Today I was watching the python web conf 2022 and saw @davidbujic use the new Dict Union Operator Live on stage during his Functional Programming talk. This operator was first introduced into python 3.9 with pep584.

Merge Dicts

I've long updated dicts through the use of unpacking. Note that the last item always wins. It makes it pretty easy to make user overrides to default configurations. With pep584 landing in python 3.9 we can now leverage the | operator to achieve the same result.

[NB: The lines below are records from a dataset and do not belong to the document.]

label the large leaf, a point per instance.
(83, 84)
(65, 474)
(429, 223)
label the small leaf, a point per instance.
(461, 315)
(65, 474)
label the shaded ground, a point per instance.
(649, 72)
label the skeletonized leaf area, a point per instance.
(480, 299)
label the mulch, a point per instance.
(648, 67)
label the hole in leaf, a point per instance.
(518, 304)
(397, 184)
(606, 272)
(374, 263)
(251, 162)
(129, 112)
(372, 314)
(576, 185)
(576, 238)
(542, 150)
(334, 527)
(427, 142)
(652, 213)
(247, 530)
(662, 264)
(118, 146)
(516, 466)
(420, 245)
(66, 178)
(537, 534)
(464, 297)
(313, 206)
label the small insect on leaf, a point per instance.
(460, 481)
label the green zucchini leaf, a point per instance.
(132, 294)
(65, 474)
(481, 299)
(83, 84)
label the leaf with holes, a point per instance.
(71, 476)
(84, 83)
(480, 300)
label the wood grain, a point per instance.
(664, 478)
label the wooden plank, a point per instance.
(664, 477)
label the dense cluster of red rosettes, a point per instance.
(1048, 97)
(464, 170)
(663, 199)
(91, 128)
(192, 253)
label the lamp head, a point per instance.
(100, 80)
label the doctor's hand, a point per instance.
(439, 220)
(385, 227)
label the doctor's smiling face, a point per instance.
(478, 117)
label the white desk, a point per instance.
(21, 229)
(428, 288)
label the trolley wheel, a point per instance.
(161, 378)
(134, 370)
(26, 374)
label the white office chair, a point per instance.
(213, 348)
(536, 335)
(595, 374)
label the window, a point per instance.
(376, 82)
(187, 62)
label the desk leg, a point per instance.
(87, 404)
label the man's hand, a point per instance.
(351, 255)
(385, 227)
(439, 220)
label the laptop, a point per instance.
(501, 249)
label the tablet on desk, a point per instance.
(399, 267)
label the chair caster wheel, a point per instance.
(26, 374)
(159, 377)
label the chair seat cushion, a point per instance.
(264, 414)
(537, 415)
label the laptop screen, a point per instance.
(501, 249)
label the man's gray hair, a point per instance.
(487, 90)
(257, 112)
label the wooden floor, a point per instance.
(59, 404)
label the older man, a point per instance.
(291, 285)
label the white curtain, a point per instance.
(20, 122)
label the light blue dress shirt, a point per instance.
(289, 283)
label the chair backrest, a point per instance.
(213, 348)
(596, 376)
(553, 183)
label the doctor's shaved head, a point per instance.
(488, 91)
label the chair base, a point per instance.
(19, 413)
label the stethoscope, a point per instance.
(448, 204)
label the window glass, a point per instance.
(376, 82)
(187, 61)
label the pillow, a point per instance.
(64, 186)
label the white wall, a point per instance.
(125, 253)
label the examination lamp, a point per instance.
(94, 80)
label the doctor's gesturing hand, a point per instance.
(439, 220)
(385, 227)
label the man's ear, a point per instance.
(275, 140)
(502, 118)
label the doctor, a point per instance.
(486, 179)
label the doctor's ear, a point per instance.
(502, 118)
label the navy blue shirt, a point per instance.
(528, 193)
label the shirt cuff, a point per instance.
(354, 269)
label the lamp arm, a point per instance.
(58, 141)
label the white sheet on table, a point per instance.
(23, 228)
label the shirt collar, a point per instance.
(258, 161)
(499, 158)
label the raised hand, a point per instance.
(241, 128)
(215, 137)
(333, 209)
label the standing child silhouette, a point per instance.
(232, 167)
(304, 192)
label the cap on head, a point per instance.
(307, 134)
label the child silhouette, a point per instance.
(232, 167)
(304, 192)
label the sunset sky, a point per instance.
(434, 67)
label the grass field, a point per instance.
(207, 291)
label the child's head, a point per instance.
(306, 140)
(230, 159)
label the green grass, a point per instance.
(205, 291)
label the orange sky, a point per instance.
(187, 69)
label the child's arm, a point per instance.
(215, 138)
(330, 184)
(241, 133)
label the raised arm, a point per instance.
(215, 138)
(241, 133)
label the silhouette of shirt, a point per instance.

default_config = {'url': '', 'assets_dir': 'static' }
user_config = {'url': ''}

# **unpacking goes back much further than 3.9

config = {**default_config, **user_config}
# {'url': '', 'assets_dir': 'static'}

# the same can be achieved through the new to python 3.9 | operator

config = default_config | user_config
# {'url': '', 'assets_dir': 'static'}


More on unpacking in this post.

Update Dicts

With the release there is also a new update syntax |= that you can use to update. I dont often mutate variables for some reason, so I cant think of a better example for this from my personal use cases. So I will give a similar example to above, except creating a config, then updating it.

# old python <3.9 way
config = {'url': '', 'assets_dir': 'static' }
config.update({'url': ''})

# new python 3.9+ way
config = {'url': '', 'assets_dir': 'static' }
config |= {'url': ''}

# {'url': '', 'assets_dir': 'static'}

Should you use it?

Are you writing libraries/applications that are only going to be ran on 3.9? Then ya go for it there is nothing to loose. If there is any chance someone is going to run your code on 3.8 or older then just use **, or .update.


This is what comes first to my mind on how to use this new syntax, read pep584 for all the gritty details on it.